La gara dei candidati a chi ce lo ha più duro

François Fillon

“Siamo in guerra. Una guerra lunga contro un’avversario potente. Non vi è alcuna alternativa: o noi, o loro. In momenti come questi è necessario dimostrare ai nostri avversari che la Francia è unita e che non ha paura. Bisogna anche essere lucidi e senza buonismo. Siamo in stato d’emergenza e durerà a lungo. Il nostro nemico ha un nome: l’islamismo radicale. Ha un volto: quello dell’odio. E un’ossessione: il terrore. Perciò tolleranza zero verso l’islam radicale che è l’ispiratore del totalitarismo radicale al quale dobbiamo opporre un muro intellettuale e morale. La lotta contro il terrorismo deve essere la priorità assoluta del prossimo presidente, così come si deve rinegoziare Schengen”.

Marine Le Pen

“La Francia è presa di mira non per ciò che fa, ma per ciò che è. E’ una guerra asimmetrica, rivoluzionaria: ha per obiettivo la nostra sottomissione. E’ condotta senza pietà, senza rispetto. Non possiamo perderla. Chiedo a questo presidente notoriamente inefficiente, a questo governo effimero ed inane, come tutti i governi di destra e sinistra degli ultimi 10 anni di cecità e leggi ultralassiste, un ultimo sussulto, prima di lasciare il potere: ripristino delle nostre frontiere, condanne ed espulsioni di tutti gli schedati S (sospettati di radicalizzazione, ndr.). Se sarò presidente, varerò un piano di battaglia contro il terrorismo per proteggere i francesi”.

Emmanuel Macron

“Il ruolo prioritario del presidente della Repubblica è garantire la sicurezza e proteggere i francesi. Sono pronto: sarò implacabile. L’azione militare e diplomatica che intendo realizzare avrà come obiettivo la sicurezza dei cittadini francesi. Elettori, non dovete cedere al panico, alle divisioni e alle intimidazioni. Dobbiamo restare uniti. Dobbiamo rifondare un’Europa che ci tuteli. E comunque, non sarà una come la Le Pen che potrà proteggere i nostri concittadini: non si può inventare un programma di lotta al terrorismo in una sola notte. Il suo è un discorso irresponsabile e menzognero. E’ ridicolo ripristinare le frontiere. Dobbiamo rifiutare l’amalgama di certi responsabili politici. Non ha senso sbattere tutti i sospetti S in prigione: proporre la privazione della nazionalità è demagogia”.

Jean-Luc Mélenchon

“Il mondo intero ci guarda. E’ l’elezione più importante della nostra vita democratica. Non dobbiamo annullare alcuna riunione, alcun incontro di qualsiasi tipo: la democrazia è più forte. la campagna elettorale deve svolgersi degnamente. Il nostro primo dovere è mantenere il sangue freddo. Non dobbiamo cedere al panico, né lasciarsi travolgere dalle emozioni o dall’odio, dal rancore, dalla vendetta.
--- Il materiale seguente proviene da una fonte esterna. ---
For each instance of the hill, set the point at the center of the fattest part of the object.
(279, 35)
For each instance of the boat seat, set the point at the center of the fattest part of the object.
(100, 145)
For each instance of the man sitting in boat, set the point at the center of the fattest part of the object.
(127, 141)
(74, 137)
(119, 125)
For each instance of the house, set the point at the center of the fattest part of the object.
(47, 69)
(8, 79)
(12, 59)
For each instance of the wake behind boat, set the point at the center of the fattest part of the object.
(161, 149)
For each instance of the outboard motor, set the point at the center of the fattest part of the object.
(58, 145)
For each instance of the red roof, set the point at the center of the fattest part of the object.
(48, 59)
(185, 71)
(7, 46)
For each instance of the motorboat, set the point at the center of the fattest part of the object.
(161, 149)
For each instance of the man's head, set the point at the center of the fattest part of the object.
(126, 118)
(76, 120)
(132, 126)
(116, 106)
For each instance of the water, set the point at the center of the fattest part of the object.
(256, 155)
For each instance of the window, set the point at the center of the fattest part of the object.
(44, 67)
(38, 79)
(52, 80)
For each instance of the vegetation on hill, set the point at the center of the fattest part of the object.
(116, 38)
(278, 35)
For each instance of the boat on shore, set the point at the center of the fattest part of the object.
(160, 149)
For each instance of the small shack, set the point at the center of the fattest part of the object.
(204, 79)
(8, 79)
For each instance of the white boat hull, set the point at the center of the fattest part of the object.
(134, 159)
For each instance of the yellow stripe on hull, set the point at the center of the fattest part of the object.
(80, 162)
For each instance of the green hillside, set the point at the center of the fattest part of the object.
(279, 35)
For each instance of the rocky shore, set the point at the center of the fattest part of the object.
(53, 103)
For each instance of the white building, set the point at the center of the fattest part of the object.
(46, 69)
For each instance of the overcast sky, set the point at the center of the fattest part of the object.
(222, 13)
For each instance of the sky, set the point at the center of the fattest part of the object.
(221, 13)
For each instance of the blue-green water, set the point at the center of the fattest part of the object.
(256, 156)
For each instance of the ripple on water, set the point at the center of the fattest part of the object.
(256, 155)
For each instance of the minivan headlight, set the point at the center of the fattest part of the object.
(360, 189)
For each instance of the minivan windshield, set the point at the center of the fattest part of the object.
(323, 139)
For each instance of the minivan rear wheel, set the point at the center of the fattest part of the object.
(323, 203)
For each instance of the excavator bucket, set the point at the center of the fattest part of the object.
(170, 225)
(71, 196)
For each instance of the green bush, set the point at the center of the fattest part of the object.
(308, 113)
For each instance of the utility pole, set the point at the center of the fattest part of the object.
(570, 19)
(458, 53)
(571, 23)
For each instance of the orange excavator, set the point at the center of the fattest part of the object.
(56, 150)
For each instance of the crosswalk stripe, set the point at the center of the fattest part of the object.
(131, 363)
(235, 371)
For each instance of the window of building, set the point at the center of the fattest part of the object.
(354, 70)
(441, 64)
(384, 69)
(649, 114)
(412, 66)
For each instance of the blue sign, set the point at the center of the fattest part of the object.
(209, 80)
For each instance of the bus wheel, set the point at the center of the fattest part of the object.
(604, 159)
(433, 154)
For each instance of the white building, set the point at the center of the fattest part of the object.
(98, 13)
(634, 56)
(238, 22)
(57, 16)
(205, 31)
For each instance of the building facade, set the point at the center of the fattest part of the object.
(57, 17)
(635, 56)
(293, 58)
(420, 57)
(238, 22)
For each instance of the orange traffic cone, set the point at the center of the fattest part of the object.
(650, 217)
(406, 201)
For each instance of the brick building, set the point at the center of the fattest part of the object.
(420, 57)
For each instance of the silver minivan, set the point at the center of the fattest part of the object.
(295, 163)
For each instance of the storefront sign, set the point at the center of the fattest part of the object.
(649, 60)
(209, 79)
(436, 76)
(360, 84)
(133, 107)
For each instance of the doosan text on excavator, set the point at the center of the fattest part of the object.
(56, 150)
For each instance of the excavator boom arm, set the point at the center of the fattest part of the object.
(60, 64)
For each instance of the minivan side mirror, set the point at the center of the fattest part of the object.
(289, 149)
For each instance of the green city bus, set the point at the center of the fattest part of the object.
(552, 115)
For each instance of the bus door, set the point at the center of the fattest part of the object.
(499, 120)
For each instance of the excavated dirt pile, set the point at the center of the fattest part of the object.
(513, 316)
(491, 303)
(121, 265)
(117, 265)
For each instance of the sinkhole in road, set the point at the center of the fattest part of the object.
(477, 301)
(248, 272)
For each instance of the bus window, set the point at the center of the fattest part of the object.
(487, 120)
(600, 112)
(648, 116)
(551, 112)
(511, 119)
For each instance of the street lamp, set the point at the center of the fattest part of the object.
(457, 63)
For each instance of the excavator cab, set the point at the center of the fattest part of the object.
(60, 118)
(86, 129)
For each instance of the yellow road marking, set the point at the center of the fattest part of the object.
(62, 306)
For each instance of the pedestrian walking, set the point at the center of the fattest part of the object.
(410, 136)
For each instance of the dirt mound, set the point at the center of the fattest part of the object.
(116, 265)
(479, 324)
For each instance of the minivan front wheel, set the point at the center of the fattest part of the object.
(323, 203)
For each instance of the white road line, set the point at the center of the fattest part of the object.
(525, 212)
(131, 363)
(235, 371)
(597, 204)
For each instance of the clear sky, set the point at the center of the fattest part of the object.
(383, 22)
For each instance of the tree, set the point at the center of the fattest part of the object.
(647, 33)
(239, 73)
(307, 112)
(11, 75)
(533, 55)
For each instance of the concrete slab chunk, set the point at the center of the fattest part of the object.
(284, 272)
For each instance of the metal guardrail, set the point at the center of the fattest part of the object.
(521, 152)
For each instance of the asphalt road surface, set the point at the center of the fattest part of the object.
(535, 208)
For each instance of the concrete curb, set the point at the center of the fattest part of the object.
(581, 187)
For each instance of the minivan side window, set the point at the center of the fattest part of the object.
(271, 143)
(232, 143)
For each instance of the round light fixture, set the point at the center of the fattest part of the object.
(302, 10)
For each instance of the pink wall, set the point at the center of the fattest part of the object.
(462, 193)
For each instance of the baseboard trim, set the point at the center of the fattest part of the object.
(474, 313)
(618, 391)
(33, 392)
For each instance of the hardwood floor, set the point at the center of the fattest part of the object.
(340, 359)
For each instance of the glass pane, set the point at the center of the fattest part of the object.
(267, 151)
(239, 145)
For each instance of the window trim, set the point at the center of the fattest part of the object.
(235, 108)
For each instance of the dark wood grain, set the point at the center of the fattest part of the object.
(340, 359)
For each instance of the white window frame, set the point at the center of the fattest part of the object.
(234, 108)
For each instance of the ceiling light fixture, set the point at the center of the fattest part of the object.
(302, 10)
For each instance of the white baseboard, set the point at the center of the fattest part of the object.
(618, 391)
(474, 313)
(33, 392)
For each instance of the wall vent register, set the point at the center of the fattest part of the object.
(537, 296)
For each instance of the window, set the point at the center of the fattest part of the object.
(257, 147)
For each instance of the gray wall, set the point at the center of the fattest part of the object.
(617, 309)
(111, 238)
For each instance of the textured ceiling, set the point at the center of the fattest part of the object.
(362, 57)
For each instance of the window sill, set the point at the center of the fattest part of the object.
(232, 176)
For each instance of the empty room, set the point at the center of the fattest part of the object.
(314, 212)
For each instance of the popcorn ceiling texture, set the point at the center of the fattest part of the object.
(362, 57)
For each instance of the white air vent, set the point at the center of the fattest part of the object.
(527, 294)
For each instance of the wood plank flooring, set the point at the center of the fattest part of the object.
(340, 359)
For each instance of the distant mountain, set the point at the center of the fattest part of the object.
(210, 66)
Mi auguro che cessino le polemiche, soprattutto quelle contro gli attuali responsabili del Paese: i servizi di sicurezza fanno il meglio che possono, sono efficaci, pagano il loro tributo nella lotta contro il terrorismo. Quel che dobbiamo mostrare è la nostra unità e che in nessun caso, quali che siano i mezzi impiegati contro di noi, noi non cederemo mai e non avremo mai paura”.